The Thirst for Annihilation: Georges Bataille and Virulent Nihilism
C**M
Five Stars
Arrived in perfect condition and it was a great price
Y**1
Hard lessons for Pollyanna
The preface is an "apology", and took some traversing; still, I learnt something about how the writer has internalised the lessons of his teachers. But then we get to the substance! The first three pages of the first chapter taught me more about the achievements (and failures) of the Western philosophic tradition from Kant onwards, than I ever learnt in as many years of studying "Philosophy" at University. One could hardly claim that Land was an Enlightenment author, but he surely is enlightening - and informative. And I don't find his writing style clear or finely crafted, but it still serves to communicate his valuable judgments on several major philosophers' works. I'm very glad I took the time to read Land on Battaille. Some of the hard thought it requires will be spent in disentangling his unnecessarily complex sentences; but the rest is the very stuff of philosophy - thinking hard about hard questions with, most probably, hard conclusions. For the most probable answers to the serious questions, which we all have, may dismay us more often than they give us solace. Which would be a poor excuse for shirking the issues they raise!
J**S
The Absolute Madman
My professor suggested this book to me. I read it and after finishing it, I was inspired to annihilate myself by doing acid every weekend for a year. That year was about as weird as the book is to read.
A**O
This piece of hole for madmen
I cannot compare reading this book to any other book I have read. It is not a poem. It is not a fiction. Philosophy? No, obviously not. Nick Land curses philosophy and everything about it but its philosophical chapters are sharp, intelligent, rich and mysteriously gloomy. If demons wished to write a book, all together, then you could expect to read this book. Gilles Deleuze and Flix Guattari once shouted "they are already a crowd". Thirst for Annihilation has been written by a legion. Nick Land deserves to go to hell because of writing a book like this, feit de viande et de sperme fou. I cast my vote with the close-minded reviewer who has given such a book just one star: "Don't read this book." It has not been written for you, human!
J**O
Unrateable
Goodness, what an ... odd book.
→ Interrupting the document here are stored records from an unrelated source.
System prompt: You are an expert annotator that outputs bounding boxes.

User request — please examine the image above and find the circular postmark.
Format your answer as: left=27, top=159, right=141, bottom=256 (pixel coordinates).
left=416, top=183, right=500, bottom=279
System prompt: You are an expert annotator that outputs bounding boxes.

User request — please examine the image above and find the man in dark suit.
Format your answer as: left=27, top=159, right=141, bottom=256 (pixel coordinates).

I picked it up in essay crisis mode (i.e. I grabbed anything in the library with the word Bataille in the title) and that's how I encountered Land's book. I have never read anything odder in my life. If you're after a straightforward Bataille crit, then this is not the book for you - it has about 2 useful pages'-worth of material in it. If you want to feel like you put your head into a tumble-dryer full of acid and leprechauns and things, then give this book a go. Land's approach to Bataille is a two-way process - he engages with Bataille's thought, and his writing is very much an attempt to write in an authentically Bataillean way. Hence the descriptions of drunkenness, of anger, of madness. You certainly couldn't accuse Land of being conventional. And the dedication is hilarious - worth the cover price by itself.Read this and expand your mental borders a bit.
S**M
Nick Land and Victor Vitanza
I remember when i was student and studying this book with Prof. Victor Vitanza who loved this book. we grew up with this book, Lyotard's libidinal economy and DG's Anti-Oedipus. We discussed that Nick Land's book is an independent work which itself is a masterpiece or at least too thrilling to bear. Although this book is very difficult and english is my second language but it is the best book i have ever read so far. this reviewer who has given it one star either doesn't understand bataille at all or has some personal issues with the writer. i don't wonder how UK reviewers hated this man when he did a radical thing and went to China and started to work as an unknown columnist. his later texts and his writings on America and War should be read with no moral presuppositions as this great book suffers no morality; i imagine they have hidden purposes behind thier clear messages. i don't exaggerate when i claim Nick Land is the bravest writer in our time compared to Lautreamont, Celine, Vian, Sade and Bataille himself. It is too much to ask UK readers or other enemies of this book and its writer to put thier hatred and rigid values aside and look deep into this book. if i could only offer this book 10 stars...
C**N
Onanistic hubris
Quite simply the most misguided, irritating, self-indulgent...let's just say the worst text ever written on Bataille (although I certainly do not limit its putrescence to Bataille literature alone). On every page this author is practically screaming, "Look at me! I can be like him! I'm the Ass who saw the Angel (yes, he wishes he were Nick Cave too, I imagine) I can write like him!". Seriously... perhaps the lowest point...an anecdote...a guy walks into a bar and explains to the bartender that he just cut the throat of God. It doesn't, nay can't get any worse than this.
P**S
Five Stars
A light-hearted summer read. Bring it to the beach!